Oh and SAP - yes, buy that.  You will need [number of people in the company / 3]  SAP contractors to set up and maintain the system.  And if you have to interface anything to it, pray to the software gods that said contractors are not total shiatbags and you have actual competent, "big picture" IT people and/or PMs in charge and not white-board/documentation heroes.


Came here to say this, leaving happily.
 
2018-03-08 01:25:23 PM  
Bribing non-Danish entities used to be legal in Denmark. And Danish companies would do it.

It was made illegal, probably because the UN whined about it.

You're not getting any contracts in Africa without bribes. Wtf. give the business to Russia or China, because /you/ have to take the highroad.
 
2018-03-08 01:39:49 PM  
Scheisse!!
 
2018-03-08 01:42:36 PM  
Bribery is about the only way any sane company would move to SAP, it's absolutely terrible to use and being forced to 'script' or whatever the hell verbage is used for working their their Business Object system, is why I left my last job.
 
2018-03-08 02:15:26 PM  
Our SAP support was just sent to India, should i be worried about having to do the needful?
 
2018-03-08 03:43:27 PM  

kmfjd: Our SAP support was just sent to India, should i be worried about having to do the needful?


Google search questions about SAP screens. All you see are Indian programmers asking other Indian programmers how to get SAP to do what they want.

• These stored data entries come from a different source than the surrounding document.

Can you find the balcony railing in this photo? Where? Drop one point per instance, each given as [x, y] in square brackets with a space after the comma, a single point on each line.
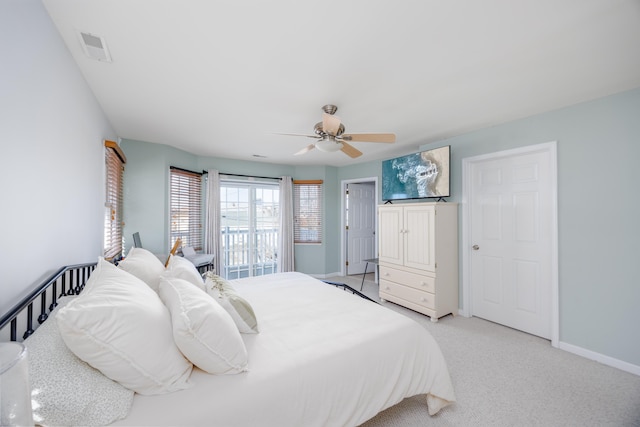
[248, 254]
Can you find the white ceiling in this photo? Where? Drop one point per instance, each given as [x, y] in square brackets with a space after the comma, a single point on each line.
[219, 78]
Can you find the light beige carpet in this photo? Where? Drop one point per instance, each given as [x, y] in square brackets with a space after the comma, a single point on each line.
[503, 377]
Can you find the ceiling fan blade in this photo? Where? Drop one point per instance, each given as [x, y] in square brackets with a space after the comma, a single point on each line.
[350, 150]
[298, 134]
[369, 137]
[330, 124]
[306, 149]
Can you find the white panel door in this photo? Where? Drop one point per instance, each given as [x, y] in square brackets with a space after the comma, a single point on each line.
[511, 218]
[361, 233]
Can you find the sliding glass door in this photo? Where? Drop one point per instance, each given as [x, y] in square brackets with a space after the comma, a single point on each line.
[250, 220]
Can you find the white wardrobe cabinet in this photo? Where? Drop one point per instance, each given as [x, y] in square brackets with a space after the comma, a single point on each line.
[418, 257]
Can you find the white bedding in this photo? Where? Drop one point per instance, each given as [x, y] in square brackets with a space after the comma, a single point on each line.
[323, 357]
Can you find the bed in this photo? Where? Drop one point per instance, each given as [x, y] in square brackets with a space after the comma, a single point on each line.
[321, 357]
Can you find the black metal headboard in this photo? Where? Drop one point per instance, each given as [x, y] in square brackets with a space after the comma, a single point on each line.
[68, 280]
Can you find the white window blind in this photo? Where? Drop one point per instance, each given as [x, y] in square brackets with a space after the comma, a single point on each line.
[307, 211]
[114, 162]
[186, 207]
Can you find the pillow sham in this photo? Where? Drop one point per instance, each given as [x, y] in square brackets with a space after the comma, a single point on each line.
[238, 308]
[120, 326]
[66, 390]
[202, 330]
[181, 268]
[144, 265]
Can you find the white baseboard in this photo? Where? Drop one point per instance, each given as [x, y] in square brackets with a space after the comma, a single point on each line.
[601, 358]
[325, 276]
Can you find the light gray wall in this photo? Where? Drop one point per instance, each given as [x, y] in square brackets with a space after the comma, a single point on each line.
[598, 211]
[52, 149]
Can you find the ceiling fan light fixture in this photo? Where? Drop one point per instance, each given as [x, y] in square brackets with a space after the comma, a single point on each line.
[328, 145]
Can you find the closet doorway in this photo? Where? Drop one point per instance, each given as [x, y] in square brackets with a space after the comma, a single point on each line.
[359, 239]
[510, 239]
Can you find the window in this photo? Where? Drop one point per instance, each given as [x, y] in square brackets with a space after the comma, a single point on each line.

I'm convinced there is one guy in Pune that answers all their questions and is the only one who knows anything.
 
2018-03-08 11:19:43 PM  
SAP: German flexibility coupled with American attention to detail.


Our management bought into the hype.  Yes, they demand you change everything you do to fit their software processes.  They seem to refuse to customize anything. Even down to individual words for things.   It's like if you ran a garage and SAP comes in to organize it, and suddenly, all your wrenches now have to be called muffins, because SAP only understands the word "muffin", every interactive bit of the systems is based around muffins, and the entire enterprise will collapse if you try to re-write the software to change Muffin to "wrench".
 
2018-03-09 01:34:55 PM  

MugzyBrown: dittybopper: In this particular case, the company went out of business 5 or 6 years after anyway.  But not because of bad business processes:  They'd been in business for about 100 years at that point.  They wen't out of business because of normalized trade relations with China allowed in really cheap versions of what they were manufacturing (lace and tricot fabrics).  When you're paying your employees $10 an hour to run a knitting machine, whereas the person in China is only making $2 an hour, it's kind of hard to convince the lingerie, swimwear, and athletic wear companies to buy your fabric when it costs twice what they can buy it for from Chinese companies.

But Fight for $15!!!


Well, it's good for the manufacturers of burger flipping robots.